If it isn’t academic or professional writing, it may be okay to use someone else’s words without quotes (for better readability), but still remember to cite them.
Feedback
Like I said at the beginning, these guidelines are meant to start a discussion and not be an ultimatum. I welcome any and all feedback you might have — leave a comment down below!
Adapting These Guidelines
This work is licensed under a Creative Commons License (CC BY 4.0). You can copy and redistribute the material in any medium or format, as well as remix, transform, and build upon the material for any purpose.
To incorporate these points into your own syllabus, please: (1) cite this article, and (2) send me an email (sukritv+technomoral@uw.edu) — it’s always great to hear how people are using my work :)
To cite this article:
Sukrit Venkatagiri. Ethical Guidelines for Creating Content in a World of Generative AI: For the Classroom and Beyond. Technomoral, March 18, 2023, https://technomoral.substack.com/p/ethical-guidelines-for-creating-content
References and Updates
Some of these guidelines draw heavily on my conversations with other people, other people’s writing, as well as my own thoughts and ideas over the last few years.

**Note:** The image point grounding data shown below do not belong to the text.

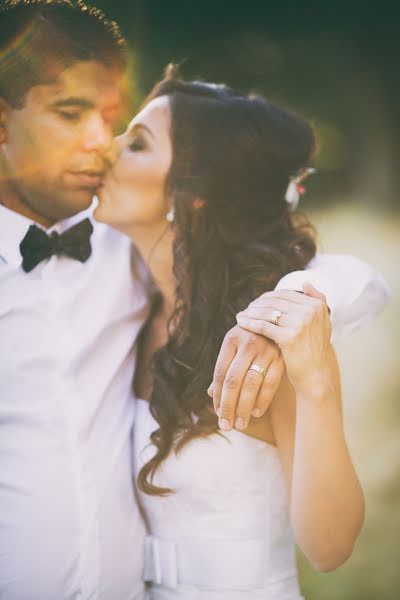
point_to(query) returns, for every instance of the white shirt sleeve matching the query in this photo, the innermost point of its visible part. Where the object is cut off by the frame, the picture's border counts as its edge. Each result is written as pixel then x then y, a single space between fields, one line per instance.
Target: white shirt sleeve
pixel 355 291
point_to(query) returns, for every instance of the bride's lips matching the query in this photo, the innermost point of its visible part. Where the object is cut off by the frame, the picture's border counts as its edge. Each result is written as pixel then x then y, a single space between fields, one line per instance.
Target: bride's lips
pixel 89 179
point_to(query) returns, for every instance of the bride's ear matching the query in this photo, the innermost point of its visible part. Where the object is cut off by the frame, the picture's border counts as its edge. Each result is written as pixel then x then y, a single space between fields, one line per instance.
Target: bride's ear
pixel 4 115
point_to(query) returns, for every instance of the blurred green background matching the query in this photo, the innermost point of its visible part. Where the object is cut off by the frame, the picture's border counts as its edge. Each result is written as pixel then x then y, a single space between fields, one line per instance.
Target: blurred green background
pixel 337 63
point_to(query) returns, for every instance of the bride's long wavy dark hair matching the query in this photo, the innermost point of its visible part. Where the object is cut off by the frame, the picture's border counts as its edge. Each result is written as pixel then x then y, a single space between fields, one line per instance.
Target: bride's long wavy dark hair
pixel 236 154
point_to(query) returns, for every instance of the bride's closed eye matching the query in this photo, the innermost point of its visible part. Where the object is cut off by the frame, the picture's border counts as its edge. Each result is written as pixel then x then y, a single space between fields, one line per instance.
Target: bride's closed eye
pixel 137 144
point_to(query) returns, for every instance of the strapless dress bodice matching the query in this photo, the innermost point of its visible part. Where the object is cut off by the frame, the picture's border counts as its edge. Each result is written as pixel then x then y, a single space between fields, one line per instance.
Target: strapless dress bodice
pixel 224 533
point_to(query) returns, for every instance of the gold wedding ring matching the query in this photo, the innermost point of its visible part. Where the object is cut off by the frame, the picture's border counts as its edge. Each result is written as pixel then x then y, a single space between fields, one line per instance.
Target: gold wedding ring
pixel 276 315
pixel 255 367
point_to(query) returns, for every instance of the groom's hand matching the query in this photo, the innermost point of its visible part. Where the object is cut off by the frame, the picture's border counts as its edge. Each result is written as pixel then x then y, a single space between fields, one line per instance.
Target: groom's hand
pixel 239 393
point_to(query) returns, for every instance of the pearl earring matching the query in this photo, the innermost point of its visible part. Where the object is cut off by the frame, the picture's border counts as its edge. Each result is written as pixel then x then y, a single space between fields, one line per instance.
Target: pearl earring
pixel 170 216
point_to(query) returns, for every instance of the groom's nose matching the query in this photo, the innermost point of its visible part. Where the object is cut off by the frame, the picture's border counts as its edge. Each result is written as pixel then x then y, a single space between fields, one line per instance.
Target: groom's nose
pixel 114 151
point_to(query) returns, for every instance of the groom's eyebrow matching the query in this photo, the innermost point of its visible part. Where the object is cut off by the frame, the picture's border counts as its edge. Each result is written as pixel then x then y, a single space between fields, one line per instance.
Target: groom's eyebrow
pixel 73 101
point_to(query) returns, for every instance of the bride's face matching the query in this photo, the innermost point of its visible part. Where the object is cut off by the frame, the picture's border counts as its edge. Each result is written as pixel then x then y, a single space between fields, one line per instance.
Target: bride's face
pixel 133 193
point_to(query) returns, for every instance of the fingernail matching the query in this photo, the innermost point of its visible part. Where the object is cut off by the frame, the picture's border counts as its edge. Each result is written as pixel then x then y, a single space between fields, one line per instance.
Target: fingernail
pixel 224 424
pixel 239 423
pixel 256 412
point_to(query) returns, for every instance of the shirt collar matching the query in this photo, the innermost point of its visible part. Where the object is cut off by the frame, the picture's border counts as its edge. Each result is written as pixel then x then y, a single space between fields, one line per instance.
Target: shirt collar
pixel 14 227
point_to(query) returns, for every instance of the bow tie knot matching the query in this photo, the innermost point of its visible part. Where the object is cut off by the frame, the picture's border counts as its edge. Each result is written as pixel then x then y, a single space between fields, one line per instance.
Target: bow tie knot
pixel 37 245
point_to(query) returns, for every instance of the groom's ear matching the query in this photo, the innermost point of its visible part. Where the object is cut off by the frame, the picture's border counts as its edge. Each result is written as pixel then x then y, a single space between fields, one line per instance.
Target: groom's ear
pixel 5 111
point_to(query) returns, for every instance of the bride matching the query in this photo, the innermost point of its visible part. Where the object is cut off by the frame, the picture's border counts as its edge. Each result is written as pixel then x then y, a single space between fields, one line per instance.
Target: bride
pixel 204 170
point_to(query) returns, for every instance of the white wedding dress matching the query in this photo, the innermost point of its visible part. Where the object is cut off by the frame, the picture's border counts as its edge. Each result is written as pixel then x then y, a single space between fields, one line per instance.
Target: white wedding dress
pixel 224 534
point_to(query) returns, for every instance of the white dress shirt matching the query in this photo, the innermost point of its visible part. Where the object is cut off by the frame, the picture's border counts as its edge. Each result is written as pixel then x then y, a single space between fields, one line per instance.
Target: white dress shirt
pixel 69 524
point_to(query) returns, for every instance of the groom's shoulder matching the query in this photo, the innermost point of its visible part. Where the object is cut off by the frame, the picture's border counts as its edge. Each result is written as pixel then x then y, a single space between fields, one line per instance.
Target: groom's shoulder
pixel 106 239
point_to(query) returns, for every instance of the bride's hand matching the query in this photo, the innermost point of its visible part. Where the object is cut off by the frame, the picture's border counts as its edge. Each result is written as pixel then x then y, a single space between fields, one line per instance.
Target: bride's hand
pixel 302 330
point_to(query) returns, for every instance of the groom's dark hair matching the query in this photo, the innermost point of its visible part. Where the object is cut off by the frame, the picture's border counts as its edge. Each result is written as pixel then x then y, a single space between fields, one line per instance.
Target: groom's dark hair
pixel 41 38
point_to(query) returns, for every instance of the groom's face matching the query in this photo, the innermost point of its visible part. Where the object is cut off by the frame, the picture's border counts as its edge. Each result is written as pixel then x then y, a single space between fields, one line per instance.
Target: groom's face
pixel 54 150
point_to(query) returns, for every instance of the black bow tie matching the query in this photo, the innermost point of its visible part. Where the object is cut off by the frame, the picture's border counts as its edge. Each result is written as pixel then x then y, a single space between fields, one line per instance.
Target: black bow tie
pixel 37 245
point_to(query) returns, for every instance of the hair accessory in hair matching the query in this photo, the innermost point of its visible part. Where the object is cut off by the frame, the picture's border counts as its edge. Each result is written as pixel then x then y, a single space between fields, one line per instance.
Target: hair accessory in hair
pixel 296 189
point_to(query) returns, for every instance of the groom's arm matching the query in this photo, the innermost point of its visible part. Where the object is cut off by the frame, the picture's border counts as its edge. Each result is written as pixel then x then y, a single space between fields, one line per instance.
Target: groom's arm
pixel 355 293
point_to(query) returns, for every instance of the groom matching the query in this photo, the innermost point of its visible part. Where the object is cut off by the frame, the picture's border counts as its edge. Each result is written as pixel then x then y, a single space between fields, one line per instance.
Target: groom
pixel 70 312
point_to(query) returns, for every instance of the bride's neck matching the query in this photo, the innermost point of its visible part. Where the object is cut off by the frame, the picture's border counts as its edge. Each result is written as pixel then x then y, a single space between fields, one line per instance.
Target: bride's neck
pixel 156 247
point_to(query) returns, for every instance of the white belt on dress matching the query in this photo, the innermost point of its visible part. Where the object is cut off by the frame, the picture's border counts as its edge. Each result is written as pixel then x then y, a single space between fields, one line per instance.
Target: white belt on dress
pixel 206 563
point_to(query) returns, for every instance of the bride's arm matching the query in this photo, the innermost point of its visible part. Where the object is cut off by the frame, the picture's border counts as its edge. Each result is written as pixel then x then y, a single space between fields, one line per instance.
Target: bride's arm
pixel 326 500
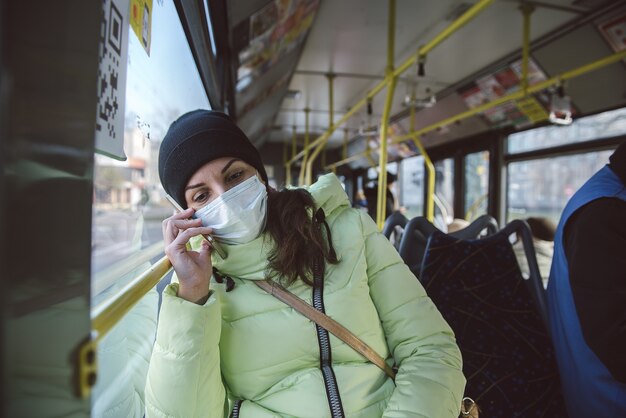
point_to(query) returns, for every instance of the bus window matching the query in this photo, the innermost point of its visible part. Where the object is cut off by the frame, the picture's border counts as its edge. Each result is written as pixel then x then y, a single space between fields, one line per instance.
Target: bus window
pixel 412 186
pixel 444 193
pixel 476 184
pixel 128 202
pixel 129 205
pixel 541 188
pixel 602 125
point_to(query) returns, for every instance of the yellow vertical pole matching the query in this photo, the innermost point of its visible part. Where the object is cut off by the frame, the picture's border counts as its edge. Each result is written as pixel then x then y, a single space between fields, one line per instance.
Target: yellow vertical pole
pixel 430 168
pixel 306 144
pixel 326 136
pixel 293 153
pixel 527 10
pixel 384 126
pixel 286 163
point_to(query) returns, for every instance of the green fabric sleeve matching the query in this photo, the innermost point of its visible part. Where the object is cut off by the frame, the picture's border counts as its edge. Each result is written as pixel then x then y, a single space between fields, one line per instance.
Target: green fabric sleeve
pixel 184 378
pixel 430 380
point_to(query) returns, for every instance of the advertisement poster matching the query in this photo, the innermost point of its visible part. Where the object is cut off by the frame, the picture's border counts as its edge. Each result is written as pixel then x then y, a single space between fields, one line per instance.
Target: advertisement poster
pixel 520 113
pixel 112 79
pixel 141 21
pixel 274 31
pixel 614 31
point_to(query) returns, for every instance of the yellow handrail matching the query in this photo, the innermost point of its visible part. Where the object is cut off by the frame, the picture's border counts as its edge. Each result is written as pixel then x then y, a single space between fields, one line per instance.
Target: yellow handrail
pixel 592 66
pixel 105 316
pixel 430 167
pixel 453 27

The first section, “Using AI and Other Creative Tools” draws heavily on Cori Faklaris’ blogpost, Kristopher Purzycki’s blogpost, and my conversations with Tim Gorichanaz. However, my guidelines take a less punitive tone and provides context as to why I am requesting my students provide additional detail.
The sections on “Maintaining Integrity and Honesty in Your Work” and “Acknowledging Other People’s Work” were written entirely by me, though may implicitly draw upon my prior conversations, readings, and ideas. The third section additionally relies on Neha Kumar and Naveena Karusala’s term of citational justice in HCI that helped solidify in writing my own perspective towards fair citational practices.
3/23/23: Updated a reference to include MLA’s new guidelines published on March 17th for citing generative AI content.
This is a valuable addition to my own library of perspectives on using generative AI in academia. I may also be leaning on your work here for my own teaching (with proper attribution of course)!